If you only listen to 13 minutes of public radio this week, let this be the piece:
This unforgettable story takes place exactly 80 years ago in Marion, Indiana in 1930; it brings the terror of America’s racial history painfully alive through first-person accounts of witnesses, including James Cameron, an African American survivor who barely escaped his own lynching at the hands of an angry white mob.
A photograph of that lynching in which some in the white crowd of perpetrators are actually smiling for the camera became an iconic image of the era. It is profoundly disturbing that snapshots of lynchings of African Americans were taken and circulated as coveted souvenirs.
The photograph inspired a poem and a song, written by Abel Meeropol.
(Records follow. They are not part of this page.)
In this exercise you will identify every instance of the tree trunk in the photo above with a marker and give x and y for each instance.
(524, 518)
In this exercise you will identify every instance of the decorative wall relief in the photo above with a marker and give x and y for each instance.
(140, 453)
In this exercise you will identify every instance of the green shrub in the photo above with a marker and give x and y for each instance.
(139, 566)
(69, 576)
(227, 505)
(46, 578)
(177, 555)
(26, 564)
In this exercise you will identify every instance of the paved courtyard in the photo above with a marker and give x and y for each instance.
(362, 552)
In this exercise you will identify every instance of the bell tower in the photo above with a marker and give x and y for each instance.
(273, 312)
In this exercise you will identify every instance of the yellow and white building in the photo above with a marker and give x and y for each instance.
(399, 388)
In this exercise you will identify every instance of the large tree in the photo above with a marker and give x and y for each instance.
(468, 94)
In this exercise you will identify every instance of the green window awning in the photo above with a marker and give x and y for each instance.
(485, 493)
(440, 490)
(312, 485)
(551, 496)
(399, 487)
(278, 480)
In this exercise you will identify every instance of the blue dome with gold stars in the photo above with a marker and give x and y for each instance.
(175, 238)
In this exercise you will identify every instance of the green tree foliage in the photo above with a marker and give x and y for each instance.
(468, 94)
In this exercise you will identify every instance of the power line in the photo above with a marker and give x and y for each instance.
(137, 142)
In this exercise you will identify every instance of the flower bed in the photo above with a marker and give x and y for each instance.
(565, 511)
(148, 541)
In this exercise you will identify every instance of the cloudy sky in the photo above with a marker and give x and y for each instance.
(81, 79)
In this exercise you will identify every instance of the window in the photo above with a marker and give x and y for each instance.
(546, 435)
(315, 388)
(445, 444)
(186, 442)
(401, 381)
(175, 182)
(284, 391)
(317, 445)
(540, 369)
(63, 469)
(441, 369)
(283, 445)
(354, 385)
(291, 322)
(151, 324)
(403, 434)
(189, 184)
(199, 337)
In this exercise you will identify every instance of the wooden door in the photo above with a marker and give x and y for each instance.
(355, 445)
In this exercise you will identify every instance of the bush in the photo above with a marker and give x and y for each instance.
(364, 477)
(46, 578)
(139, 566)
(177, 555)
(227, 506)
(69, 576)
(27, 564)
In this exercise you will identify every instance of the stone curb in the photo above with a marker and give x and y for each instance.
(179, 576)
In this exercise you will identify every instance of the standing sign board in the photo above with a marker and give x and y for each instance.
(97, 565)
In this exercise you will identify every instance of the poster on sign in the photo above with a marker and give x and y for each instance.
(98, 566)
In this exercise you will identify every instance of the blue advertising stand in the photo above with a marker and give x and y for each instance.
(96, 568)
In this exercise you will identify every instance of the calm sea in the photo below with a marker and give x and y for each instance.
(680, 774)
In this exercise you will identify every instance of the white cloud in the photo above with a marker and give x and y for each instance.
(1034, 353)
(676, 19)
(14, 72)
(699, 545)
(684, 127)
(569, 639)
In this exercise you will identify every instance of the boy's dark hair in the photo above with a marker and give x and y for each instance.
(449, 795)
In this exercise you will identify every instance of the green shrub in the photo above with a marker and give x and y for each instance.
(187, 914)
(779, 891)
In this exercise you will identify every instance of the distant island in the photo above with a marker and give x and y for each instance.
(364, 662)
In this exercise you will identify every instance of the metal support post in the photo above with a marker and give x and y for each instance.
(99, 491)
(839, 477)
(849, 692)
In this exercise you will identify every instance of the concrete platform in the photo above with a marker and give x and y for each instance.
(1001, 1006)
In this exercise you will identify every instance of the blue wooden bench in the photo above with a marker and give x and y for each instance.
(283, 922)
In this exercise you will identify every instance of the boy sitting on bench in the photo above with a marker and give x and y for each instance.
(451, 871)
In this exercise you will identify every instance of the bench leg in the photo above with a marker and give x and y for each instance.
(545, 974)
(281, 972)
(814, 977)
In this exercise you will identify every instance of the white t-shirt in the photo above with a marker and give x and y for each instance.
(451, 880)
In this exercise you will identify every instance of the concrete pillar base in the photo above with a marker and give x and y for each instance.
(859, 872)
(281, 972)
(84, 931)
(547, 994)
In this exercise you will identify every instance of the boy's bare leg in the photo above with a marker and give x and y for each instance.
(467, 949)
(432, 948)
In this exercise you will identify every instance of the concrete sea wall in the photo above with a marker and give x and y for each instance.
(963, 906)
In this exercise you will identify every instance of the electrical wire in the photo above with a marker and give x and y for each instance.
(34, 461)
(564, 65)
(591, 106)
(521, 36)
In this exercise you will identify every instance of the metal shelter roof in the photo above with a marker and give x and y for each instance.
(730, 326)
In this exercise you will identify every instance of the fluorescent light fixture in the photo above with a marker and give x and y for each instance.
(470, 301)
If the unusual name Meeropol sounds famliar, that’s because Abel and his wife Anne adopted the sons of Julius and Ethel Rosenberg, who were convicted and executed for espionage for the Soviet Union.
The song “Strange Fruit” became one of Billie Holliday’s most popular recordings. The song was the subject of a fascinating Independent Lens public TV documentary in 2002.
Radio Diaries’ feature “Strange Fruit” aired Friday evening on NPR’s All Things Considered.
In a letter, Joe Richman explains where he got the sound for the story: “We were … given access to a box of cassette tapes, recorded four decades ago and kept in a basement, that contain interviews with people who witnessed and took part in the events of that day. What’s remarkable about these interviews is that they are a reminder of how ordinary it all was. Ordinary people in an ordinary town.”
But the story he produced is extraordinary. I highly recommend that you listen and tell others to take the time. It’s a reminder of the power of reality radio and the unique role of public media in reviving history and telling harsh truths about our nation’s shameful past.